Verso: «Il n'est pas prouvé que la femme puisse conquérir des diplômes universitaires et revêtir des fonctions publiques sans nuire à la sûreté de son coup d'œil, à la finesse de son sens psychologique... Si les femmes se mettent à porter les mêmes charges que les hommes, elles auront comme eux le dos voûté... Il y a des gens qui comptent sur l'influence de la femme pour relever le niveau moral, sous prétexte que les femmes sont supérieures aux hommes dans la vie privée. On invoque à l'appui de cette thèse la proportion plus grande des criminels hommes; on oublie que si l'homme est poussé au vol par la misère ou par le goût des plaisirs, la femme est une prostituée cataloguée—et plus souvent non cataloguée. On oublie que si l'homme commet un crime en état d'ivresse, c'est surtout le mauvais état de sa maison et le mauvais caractère de sa femme qui l'a poussé à boire... Le crime est le plus souvent bisexuel... La main de la femme est plus pure que celle de l'homme; mais ni ses yeux, ni ses oreilles, ni ses lèvres. Malheureusement il n'y a pas de statistique des crimes commis contre l'honneur... Du reste, la seule chose qui fût intéressante, ce serait de savoir si les femmes sont moins accessibles à la corruption ou moins promptes à pactiser avec leur conscience, moins capables d'intrigue, moins portées à la malveillance. Mais les congrès féministes, la presse féminine, les comités de femmes, ainsi que les candidatures de femmes en Angleterre, en Amérique et ailleurs montrent d'une manière fâcheuse combien les femmes, elles aussi, perdent tout sens moral dans la vie publique; elles aussi disent que la fin justifie les moyens; elles aussi... elles aussi...»—Bien! Bien! Il faut refuser aux femmes l'accès à la vie politique. Que voulez-vous que je vous dise? Je voudrais que l'on prît parti ou que l'on conciliât. Mme Key ne fait ni l'un ni l'autre.

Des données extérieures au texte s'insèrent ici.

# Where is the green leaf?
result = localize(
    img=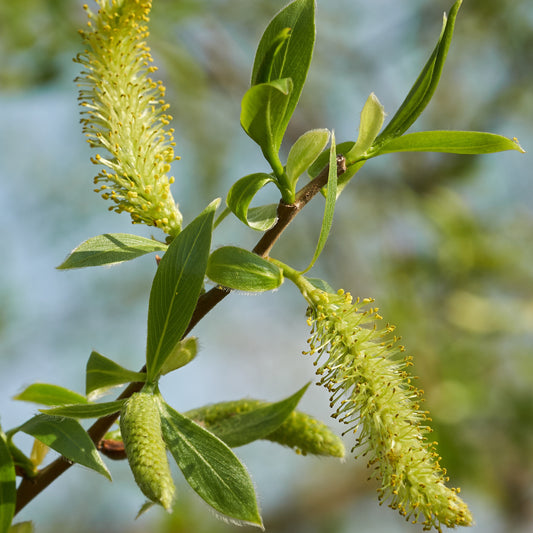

Même sur la question du divorce, qui est celle sur laquelle Mme Key a l'opinion la plus nette et la plus ferme, elle ne s'aperçoit pas qu'elle se contredit encore. Vingt fois elle dit qu'il faut admettre le divorce par volonté d'un seul, «le divorce librement consenti qui ne dépende que de la volonté de l'une ou des deux parties», et voici qu'elle écrit: «Une chose est certaine: c'est que nul n'est plus aveugle sur la douleur conjugale que celui qui la cause. Rien n'est donc plus inique que de s'en rapporter à l'un des époux de la décision du débat.» Je ne sache pas de formule plus heureuse et, aussi, qui condamne plus nettement le divorce par volonté d'un seul des conjoints.